Now that is exactly the position in which the Catholic reader stands in regard to Mr. Wells’s quite insufficient way of dealing with the question of the original doctrine of the Incarnation.

That question must be put quite clearly at the outset. We are not discussing the truth or falsehood of the Incarnation, that is, of Christ’s Godhead. We are discussing the purely historical point, whether or no that doctrine is original to the Christian Church and its founder.

Was the idea of the Incarnation, that is, of the Divinity of Our Lord, held by those who had seen and known Him; did they claim to have received it from Himself; did they record His own witness to it? Or is the whole thing a later imposition?

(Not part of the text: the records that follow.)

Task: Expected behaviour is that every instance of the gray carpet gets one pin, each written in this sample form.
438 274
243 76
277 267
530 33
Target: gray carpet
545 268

That is the point; and it is a point not of Faith but of History.

A writer is free to call the visions and voices of St. Joan illusions, and yet to remain a sound historian in the ordinary acceptation of that term; but if he denies that St. Joan herself and her contemporaries believed she had had such experiences, then he is an absurd historian.

It is clear, on reading Mr. Wells’s pages, that he has never come across the historical arguments for regarding belief in the Incarnation as contemporary with Our Lord and His companions. He does not know of their existence. He approaches the problem as though all the world would readily agree with his own cheerfully uninformed conclusions—because he has never heard of any other. He obviously thinks that those who accept as historical Christ’s own gradual revelation of the doctrine, and its acceptation by certain contemporaries, are merely doing so to order. He thinks they have not read even as much (or as little) as he, and have only to be enlightened. He has no idea that a convincing body of evidence exists and has been marshalled by powerful and numerous pens.

Let me begin with the common view which Mr. Wells here repeats.

It is essentially the view of Modernists of a particular type, to wit, Modernists of the Protestant type, and of the Protestant type which flourishes chiefly in the world to which Mr. Wells himself belongs. It is not of the German sort, still less of the French sort; it is of the sort which you find in the more popular Sunday journals of the London Press. And here we must define what the Modernist is.

The Modernist is a man who, having lost his faith in whatever Catholic doctrine he or his may have held, is afraid of facing the consequences of that loss.

That is an exact definition. A man is not a Modernist who denies all Catholic doctrine en bloc, from the Omnipotence and Personality of God downwards, and accepts the consequences of such a denial.